Mix pepper, onion and tomatoes in bowl. Chop spinach into dices and add.

Whisk 6 eggs in a separate bowl then add to veggie mix.

Add grated cheese into the mix with salt and other preferred spices or hot sauce.

Pour mix into a greased muffin pan.

Bake at 390 degrees for 16-20 minutes! Makes 6 servings.

Macros per serving: 13F, 15C, 19P

This recipe is for those of you who have a higher allowed fat count for the day since it uses full eggs and also has cheese added. This recipe is so easy to customize to your own macros. Simply sub eggs for egg whites, reduce or eliminate cheese or sub in a low fat cheese alternative!

Low Fat Crumpet Egg Scramble


  • 2 English crumpets
  • 1 large egg
  • 100g egg whites
  • 60g chopped mushroom
  • 60g chopped onion
  • 50g chopped bell pepper
  • 1 piece Babybel light cheese
  • 2 piece diced LilyDale turkey bacon


Lightly Spray a pan with oil and add all vegetables and turkey bacon to cook. Occasionally add a splash of water to steam or add a splash of chicken broth for extra flavour

Once cooked, add egg and egg whites and mix into a scramble.

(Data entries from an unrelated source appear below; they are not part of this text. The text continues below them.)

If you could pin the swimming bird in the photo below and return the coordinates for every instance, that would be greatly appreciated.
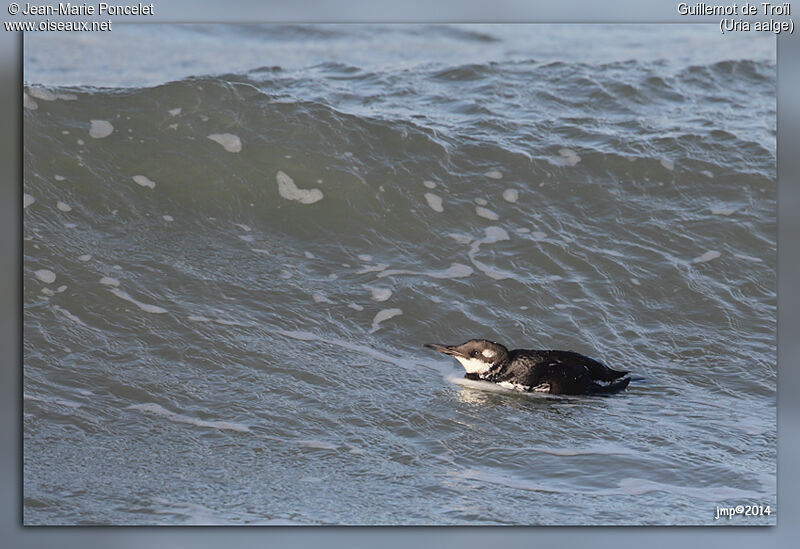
(554, 372)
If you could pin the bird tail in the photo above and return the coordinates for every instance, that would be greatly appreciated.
(611, 388)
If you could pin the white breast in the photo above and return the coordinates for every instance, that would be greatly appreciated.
(474, 365)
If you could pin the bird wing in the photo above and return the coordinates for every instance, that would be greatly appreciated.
(597, 370)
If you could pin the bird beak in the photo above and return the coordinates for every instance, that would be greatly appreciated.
(446, 349)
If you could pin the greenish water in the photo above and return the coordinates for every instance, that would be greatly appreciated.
(228, 278)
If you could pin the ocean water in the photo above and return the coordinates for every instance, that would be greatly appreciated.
(234, 251)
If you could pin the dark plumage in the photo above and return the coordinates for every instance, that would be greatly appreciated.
(555, 372)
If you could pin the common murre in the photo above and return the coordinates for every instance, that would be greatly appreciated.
(554, 372)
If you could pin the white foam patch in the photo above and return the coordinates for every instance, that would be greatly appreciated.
(157, 409)
(435, 202)
(380, 294)
(492, 235)
(229, 141)
(198, 318)
(146, 307)
(29, 103)
(747, 258)
(144, 181)
(319, 298)
(373, 268)
(42, 93)
(568, 157)
(383, 316)
(487, 213)
(456, 270)
(100, 129)
(511, 195)
(45, 275)
(460, 238)
(708, 256)
(109, 281)
(494, 174)
(723, 211)
(288, 190)
(69, 315)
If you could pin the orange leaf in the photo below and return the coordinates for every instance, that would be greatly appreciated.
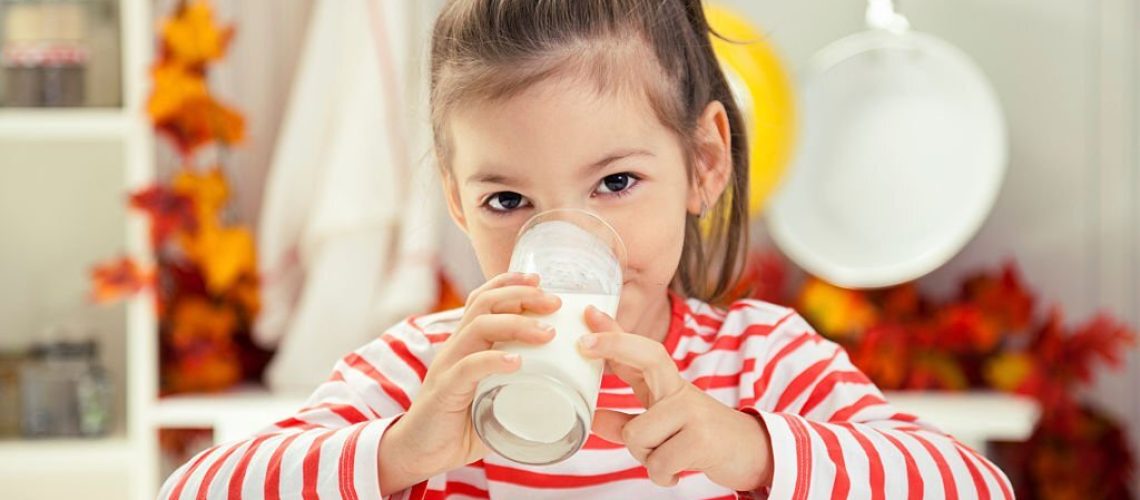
(209, 190)
(193, 37)
(117, 279)
(1009, 371)
(225, 254)
(173, 87)
(837, 312)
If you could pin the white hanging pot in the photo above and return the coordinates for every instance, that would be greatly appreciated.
(902, 153)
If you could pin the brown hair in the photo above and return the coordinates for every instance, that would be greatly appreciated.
(494, 49)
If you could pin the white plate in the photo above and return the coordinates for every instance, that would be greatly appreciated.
(902, 153)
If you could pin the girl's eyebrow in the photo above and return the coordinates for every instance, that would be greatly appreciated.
(490, 175)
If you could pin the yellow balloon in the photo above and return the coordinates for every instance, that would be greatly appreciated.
(764, 95)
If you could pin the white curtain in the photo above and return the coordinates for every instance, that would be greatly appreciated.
(351, 214)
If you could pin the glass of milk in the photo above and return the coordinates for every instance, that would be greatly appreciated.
(542, 412)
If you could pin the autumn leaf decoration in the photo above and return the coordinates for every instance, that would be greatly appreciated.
(991, 335)
(203, 275)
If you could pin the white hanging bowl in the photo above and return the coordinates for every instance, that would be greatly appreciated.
(902, 153)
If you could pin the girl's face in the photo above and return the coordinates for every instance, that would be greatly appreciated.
(563, 145)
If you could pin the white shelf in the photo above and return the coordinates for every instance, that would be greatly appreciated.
(972, 417)
(96, 468)
(16, 453)
(55, 124)
(231, 415)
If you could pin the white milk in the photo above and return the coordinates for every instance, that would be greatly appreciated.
(535, 411)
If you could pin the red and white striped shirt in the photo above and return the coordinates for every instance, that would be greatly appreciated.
(832, 433)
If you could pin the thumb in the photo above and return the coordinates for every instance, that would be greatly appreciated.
(600, 321)
(608, 425)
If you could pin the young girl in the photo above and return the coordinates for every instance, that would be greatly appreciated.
(618, 107)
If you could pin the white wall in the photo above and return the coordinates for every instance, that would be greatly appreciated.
(1066, 73)
(62, 211)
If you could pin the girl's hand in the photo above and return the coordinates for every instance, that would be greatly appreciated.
(436, 434)
(682, 428)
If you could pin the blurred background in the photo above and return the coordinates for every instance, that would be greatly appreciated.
(204, 204)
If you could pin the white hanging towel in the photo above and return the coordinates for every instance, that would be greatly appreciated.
(349, 223)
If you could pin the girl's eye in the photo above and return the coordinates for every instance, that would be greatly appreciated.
(617, 183)
(505, 202)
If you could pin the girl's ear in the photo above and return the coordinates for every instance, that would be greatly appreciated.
(713, 161)
(454, 205)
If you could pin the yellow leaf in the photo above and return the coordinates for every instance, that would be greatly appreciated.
(225, 254)
(1008, 371)
(837, 312)
(209, 190)
(193, 38)
(173, 87)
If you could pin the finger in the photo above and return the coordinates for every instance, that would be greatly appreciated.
(609, 424)
(459, 382)
(487, 329)
(657, 425)
(515, 300)
(649, 358)
(498, 281)
(666, 462)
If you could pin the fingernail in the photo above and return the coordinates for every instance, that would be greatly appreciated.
(588, 341)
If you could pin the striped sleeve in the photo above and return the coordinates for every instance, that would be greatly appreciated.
(835, 435)
(328, 449)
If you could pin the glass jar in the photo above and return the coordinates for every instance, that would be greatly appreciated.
(59, 52)
(9, 393)
(65, 391)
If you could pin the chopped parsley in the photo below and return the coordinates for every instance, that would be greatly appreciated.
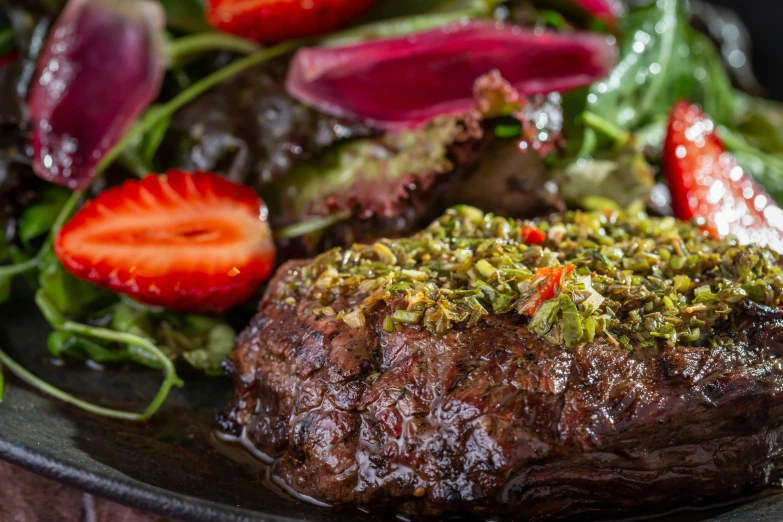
(634, 280)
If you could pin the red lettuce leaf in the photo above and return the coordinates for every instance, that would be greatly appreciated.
(404, 82)
(377, 177)
(102, 65)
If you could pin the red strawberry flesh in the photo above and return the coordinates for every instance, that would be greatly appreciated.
(278, 20)
(188, 242)
(706, 183)
(404, 82)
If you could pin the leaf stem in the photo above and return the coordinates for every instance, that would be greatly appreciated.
(33, 263)
(200, 87)
(618, 135)
(56, 319)
(181, 49)
(313, 225)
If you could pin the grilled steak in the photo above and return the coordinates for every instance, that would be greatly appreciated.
(411, 373)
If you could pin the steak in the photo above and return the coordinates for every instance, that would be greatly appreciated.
(495, 415)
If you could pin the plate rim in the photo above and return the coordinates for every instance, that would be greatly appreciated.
(129, 492)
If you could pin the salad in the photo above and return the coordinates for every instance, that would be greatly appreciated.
(162, 157)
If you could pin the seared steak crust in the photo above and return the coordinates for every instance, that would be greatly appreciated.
(494, 419)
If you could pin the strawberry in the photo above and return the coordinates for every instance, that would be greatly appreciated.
(187, 242)
(706, 183)
(548, 280)
(278, 20)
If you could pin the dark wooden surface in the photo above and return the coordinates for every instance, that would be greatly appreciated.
(26, 497)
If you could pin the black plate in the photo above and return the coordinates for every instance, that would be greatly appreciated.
(173, 465)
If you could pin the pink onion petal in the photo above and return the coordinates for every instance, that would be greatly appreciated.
(101, 67)
(404, 82)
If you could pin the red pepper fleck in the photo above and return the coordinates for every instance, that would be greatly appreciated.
(532, 236)
(547, 289)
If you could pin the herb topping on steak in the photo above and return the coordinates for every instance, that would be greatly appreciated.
(410, 373)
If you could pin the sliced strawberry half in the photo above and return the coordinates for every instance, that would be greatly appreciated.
(187, 242)
(278, 20)
(706, 182)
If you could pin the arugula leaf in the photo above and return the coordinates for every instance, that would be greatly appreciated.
(38, 219)
(65, 345)
(663, 59)
(5, 289)
(203, 342)
(71, 296)
(610, 179)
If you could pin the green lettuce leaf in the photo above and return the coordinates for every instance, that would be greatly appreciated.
(663, 59)
(203, 342)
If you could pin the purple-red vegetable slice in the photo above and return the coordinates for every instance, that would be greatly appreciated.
(101, 67)
(404, 82)
(606, 10)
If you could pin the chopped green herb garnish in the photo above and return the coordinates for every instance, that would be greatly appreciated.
(638, 281)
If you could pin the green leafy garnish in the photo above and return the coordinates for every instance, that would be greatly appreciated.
(38, 219)
(662, 60)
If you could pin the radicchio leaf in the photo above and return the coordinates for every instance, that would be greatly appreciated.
(102, 65)
(376, 177)
(402, 83)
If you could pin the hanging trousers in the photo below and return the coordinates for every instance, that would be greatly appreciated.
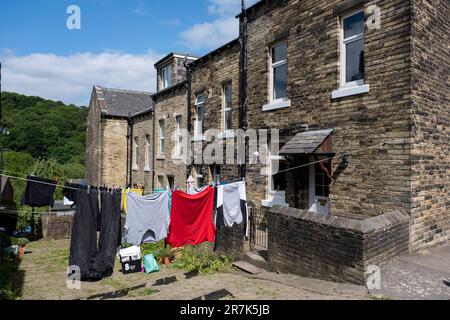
(103, 262)
(83, 245)
(95, 262)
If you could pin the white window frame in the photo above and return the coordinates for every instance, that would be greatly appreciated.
(225, 129)
(147, 153)
(273, 197)
(135, 154)
(343, 48)
(162, 137)
(272, 74)
(198, 133)
(166, 76)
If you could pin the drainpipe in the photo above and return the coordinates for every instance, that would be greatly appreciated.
(243, 37)
(153, 146)
(189, 105)
(131, 124)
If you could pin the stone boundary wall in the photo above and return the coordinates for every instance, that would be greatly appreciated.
(333, 248)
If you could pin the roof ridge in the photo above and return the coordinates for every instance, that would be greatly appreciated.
(125, 90)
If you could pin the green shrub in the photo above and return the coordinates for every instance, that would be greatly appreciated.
(200, 260)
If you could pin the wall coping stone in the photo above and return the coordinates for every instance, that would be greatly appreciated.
(369, 225)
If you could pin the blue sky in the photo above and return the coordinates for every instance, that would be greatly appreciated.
(117, 45)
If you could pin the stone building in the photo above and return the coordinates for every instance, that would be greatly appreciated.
(354, 97)
(214, 105)
(108, 129)
(337, 85)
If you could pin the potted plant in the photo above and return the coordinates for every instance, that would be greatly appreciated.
(166, 255)
(22, 243)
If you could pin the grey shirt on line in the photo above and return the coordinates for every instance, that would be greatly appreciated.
(148, 218)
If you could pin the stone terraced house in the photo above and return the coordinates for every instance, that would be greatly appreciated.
(359, 93)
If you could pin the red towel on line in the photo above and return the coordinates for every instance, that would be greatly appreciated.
(191, 220)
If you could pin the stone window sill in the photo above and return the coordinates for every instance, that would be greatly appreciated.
(198, 138)
(275, 199)
(274, 105)
(350, 91)
(226, 135)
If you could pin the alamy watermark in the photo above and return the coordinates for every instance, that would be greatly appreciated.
(74, 20)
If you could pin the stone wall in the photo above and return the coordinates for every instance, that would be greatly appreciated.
(170, 103)
(431, 112)
(376, 179)
(56, 226)
(114, 152)
(339, 249)
(209, 75)
(143, 131)
(93, 142)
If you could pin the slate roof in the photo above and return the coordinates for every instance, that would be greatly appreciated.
(306, 142)
(124, 103)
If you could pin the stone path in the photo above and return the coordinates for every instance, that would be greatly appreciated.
(44, 277)
(417, 277)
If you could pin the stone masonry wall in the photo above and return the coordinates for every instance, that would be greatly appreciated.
(431, 111)
(169, 104)
(93, 142)
(209, 76)
(114, 152)
(376, 179)
(334, 248)
(143, 131)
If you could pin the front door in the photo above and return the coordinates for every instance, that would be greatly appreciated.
(319, 187)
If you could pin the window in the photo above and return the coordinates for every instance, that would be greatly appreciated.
(227, 107)
(278, 83)
(162, 132)
(352, 50)
(147, 153)
(200, 109)
(166, 76)
(135, 153)
(199, 176)
(179, 139)
(161, 182)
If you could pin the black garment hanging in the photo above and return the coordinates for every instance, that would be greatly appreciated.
(39, 192)
(83, 245)
(70, 190)
(103, 262)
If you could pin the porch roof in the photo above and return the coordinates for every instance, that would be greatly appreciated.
(309, 142)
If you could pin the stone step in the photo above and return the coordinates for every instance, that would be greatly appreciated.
(257, 261)
(247, 267)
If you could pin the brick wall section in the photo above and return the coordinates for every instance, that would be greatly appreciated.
(114, 152)
(209, 75)
(168, 104)
(431, 110)
(376, 179)
(334, 248)
(143, 130)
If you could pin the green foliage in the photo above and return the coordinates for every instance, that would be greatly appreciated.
(44, 128)
(47, 138)
(201, 260)
(9, 286)
(154, 248)
(22, 242)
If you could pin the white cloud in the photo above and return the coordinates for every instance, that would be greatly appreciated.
(70, 78)
(224, 28)
(210, 35)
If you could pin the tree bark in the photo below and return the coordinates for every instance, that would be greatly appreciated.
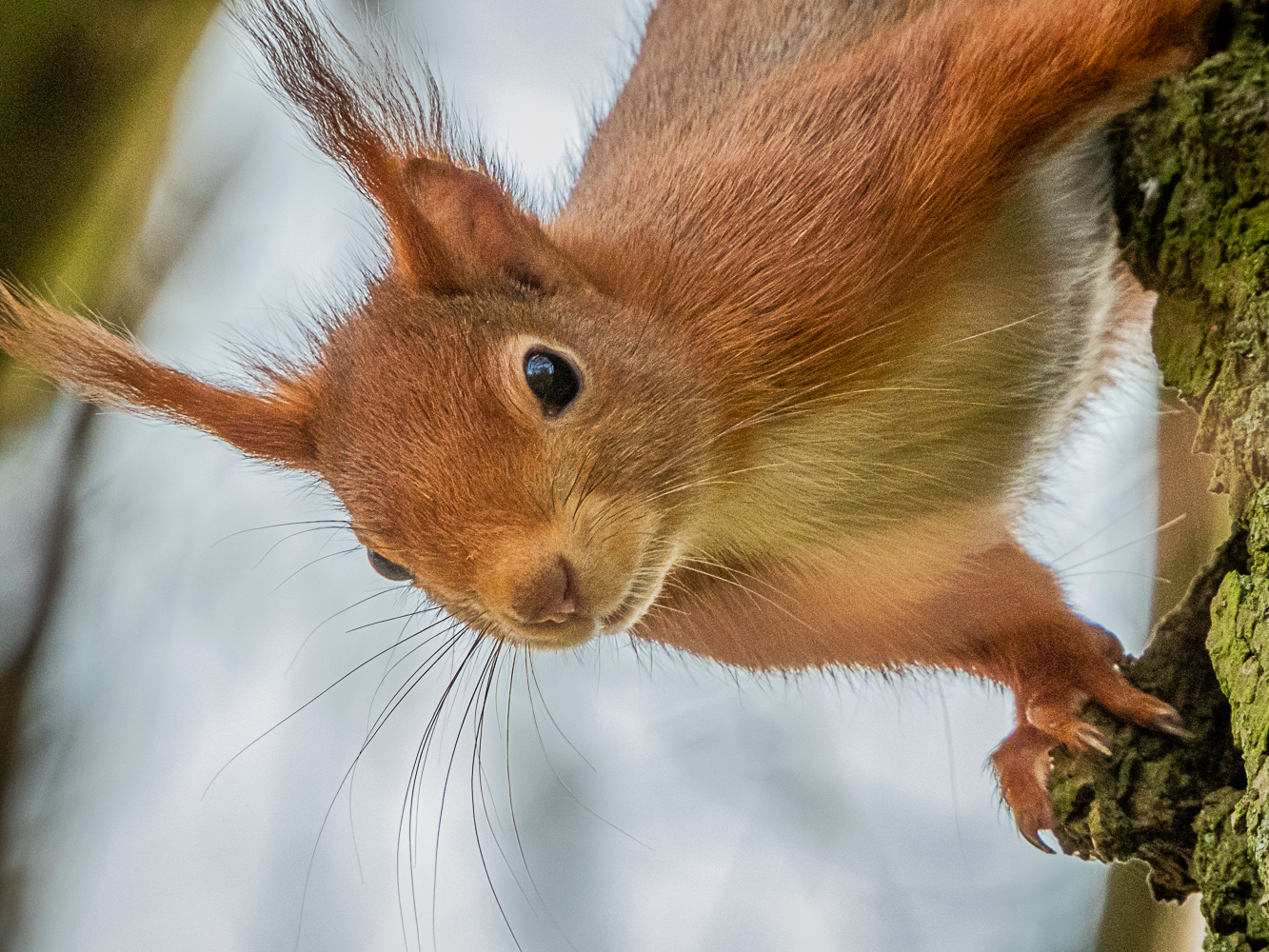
(1192, 193)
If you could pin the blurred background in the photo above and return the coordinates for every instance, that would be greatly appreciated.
(183, 762)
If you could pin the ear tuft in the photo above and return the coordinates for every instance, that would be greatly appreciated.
(488, 239)
(452, 225)
(110, 371)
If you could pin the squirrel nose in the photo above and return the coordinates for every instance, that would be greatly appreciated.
(548, 594)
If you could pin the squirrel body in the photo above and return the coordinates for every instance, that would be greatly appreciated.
(831, 285)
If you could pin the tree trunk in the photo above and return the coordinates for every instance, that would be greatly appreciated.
(1192, 193)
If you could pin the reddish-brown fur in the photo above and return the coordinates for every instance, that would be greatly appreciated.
(750, 248)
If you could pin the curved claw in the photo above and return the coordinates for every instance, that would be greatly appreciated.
(1170, 723)
(1033, 838)
(1093, 739)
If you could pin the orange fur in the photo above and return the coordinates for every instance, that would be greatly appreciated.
(834, 278)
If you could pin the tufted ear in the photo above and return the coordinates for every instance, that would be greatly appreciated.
(273, 425)
(452, 230)
(487, 239)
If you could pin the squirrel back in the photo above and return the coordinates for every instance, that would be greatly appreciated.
(831, 282)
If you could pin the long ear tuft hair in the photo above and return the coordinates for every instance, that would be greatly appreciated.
(274, 425)
(368, 117)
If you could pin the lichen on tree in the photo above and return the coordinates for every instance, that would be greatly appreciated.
(1192, 193)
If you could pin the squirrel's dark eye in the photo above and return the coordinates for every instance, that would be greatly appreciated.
(388, 570)
(552, 380)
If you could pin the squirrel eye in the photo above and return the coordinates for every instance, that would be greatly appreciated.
(388, 570)
(552, 379)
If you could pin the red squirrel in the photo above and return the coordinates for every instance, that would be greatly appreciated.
(776, 383)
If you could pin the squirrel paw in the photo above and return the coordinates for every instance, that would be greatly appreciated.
(1048, 712)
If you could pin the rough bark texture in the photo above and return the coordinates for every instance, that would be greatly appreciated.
(1192, 193)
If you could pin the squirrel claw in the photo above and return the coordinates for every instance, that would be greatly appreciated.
(1170, 723)
(1093, 739)
(1033, 838)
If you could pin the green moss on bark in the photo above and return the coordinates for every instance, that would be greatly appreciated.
(1192, 193)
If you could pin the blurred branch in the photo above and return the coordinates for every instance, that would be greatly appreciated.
(87, 94)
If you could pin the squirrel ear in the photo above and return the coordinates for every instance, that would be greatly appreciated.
(486, 238)
(274, 425)
(450, 230)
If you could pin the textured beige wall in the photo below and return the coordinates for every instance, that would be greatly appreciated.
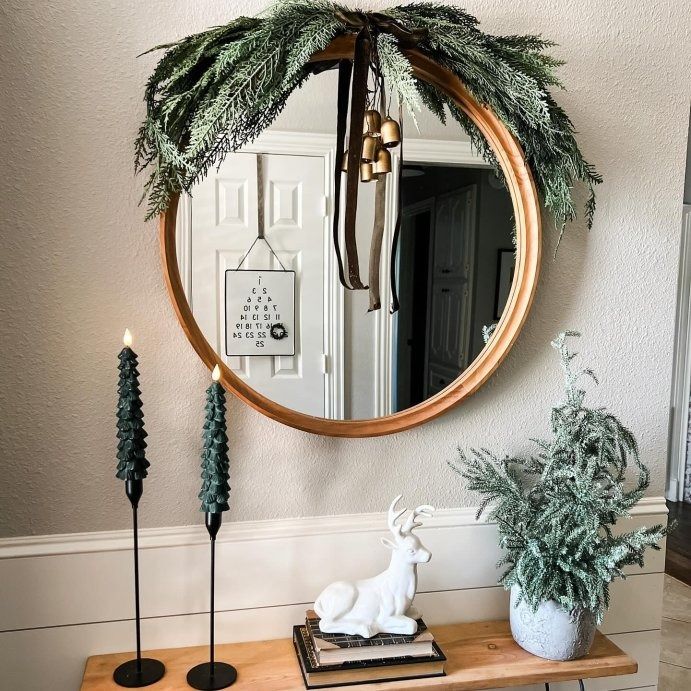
(78, 265)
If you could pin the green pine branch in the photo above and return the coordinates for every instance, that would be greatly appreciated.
(216, 91)
(556, 511)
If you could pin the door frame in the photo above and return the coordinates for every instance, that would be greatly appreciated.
(450, 152)
(681, 370)
(323, 145)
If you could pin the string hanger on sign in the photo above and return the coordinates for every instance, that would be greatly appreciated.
(261, 234)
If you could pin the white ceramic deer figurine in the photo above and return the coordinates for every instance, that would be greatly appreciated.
(381, 604)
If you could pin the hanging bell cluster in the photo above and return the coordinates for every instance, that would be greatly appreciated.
(380, 136)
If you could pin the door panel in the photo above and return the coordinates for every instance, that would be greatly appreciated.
(224, 219)
(455, 227)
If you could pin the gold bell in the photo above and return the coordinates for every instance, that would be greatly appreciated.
(382, 163)
(390, 133)
(372, 122)
(366, 172)
(369, 149)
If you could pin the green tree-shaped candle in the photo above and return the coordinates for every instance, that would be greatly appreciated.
(215, 488)
(132, 468)
(214, 496)
(132, 463)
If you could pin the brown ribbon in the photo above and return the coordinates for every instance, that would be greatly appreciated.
(367, 25)
(397, 229)
(358, 104)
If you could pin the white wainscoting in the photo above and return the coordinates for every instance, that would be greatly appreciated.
(65, 597)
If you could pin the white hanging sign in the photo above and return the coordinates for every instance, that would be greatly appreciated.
(260, 312)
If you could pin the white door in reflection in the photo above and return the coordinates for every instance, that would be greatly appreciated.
(224, 225)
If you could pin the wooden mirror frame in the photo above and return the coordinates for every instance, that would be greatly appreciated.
(528, 234)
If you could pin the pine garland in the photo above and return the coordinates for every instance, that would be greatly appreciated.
(556, 510)
(215, 489)
(131, 455)
(216, 91)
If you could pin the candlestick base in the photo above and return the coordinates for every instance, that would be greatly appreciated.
(201, 677)
(130, 677)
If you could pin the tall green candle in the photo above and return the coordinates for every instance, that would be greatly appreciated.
(132, 463)
(215, 464)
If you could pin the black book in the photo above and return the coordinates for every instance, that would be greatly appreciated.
(362, 672)
(335, 648)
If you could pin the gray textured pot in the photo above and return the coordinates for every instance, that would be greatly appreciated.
(550, 632)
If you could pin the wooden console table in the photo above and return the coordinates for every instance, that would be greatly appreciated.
(481, 655)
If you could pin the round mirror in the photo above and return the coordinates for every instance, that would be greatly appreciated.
(251, 267)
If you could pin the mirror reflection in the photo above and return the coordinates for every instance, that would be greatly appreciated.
(328, 356)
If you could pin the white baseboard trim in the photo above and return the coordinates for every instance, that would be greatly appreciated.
(177, 536)
(65, 597)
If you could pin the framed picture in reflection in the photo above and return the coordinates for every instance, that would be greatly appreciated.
(506, 266)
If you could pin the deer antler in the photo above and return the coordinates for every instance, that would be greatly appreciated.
(424, 510)
(394, 515)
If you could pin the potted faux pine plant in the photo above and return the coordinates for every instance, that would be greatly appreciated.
(555, 512)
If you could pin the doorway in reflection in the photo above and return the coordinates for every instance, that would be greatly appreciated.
(455, 265)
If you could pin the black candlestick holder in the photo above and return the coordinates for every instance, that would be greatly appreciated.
(212, 675)
(142, 671)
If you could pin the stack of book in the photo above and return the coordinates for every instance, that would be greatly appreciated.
(334, 659)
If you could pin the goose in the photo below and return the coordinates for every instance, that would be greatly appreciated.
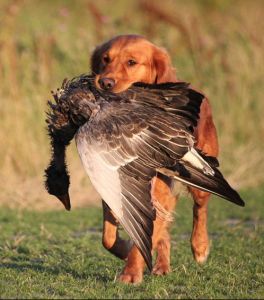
(123, 141)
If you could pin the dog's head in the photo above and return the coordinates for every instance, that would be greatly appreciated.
(127, 59)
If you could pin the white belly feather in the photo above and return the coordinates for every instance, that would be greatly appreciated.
(104, 177)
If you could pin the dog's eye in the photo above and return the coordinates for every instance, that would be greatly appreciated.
(131, 62)
(106, 59)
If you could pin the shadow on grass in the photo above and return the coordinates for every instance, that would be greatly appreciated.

Toast English Crumpets and serve together with Babybel cheese!

Total Macros: 9F 54C 40P

As you can see here, you’re getting a LOT more food and less fat per serving than the previous recipe! It all depends on your daily goals and what you can “afford”. Since my fat intake is low, I go for the second option more often. I just recently rediscovered Crumpets and love how they’re zero fat. It allowed me to add in a full egg!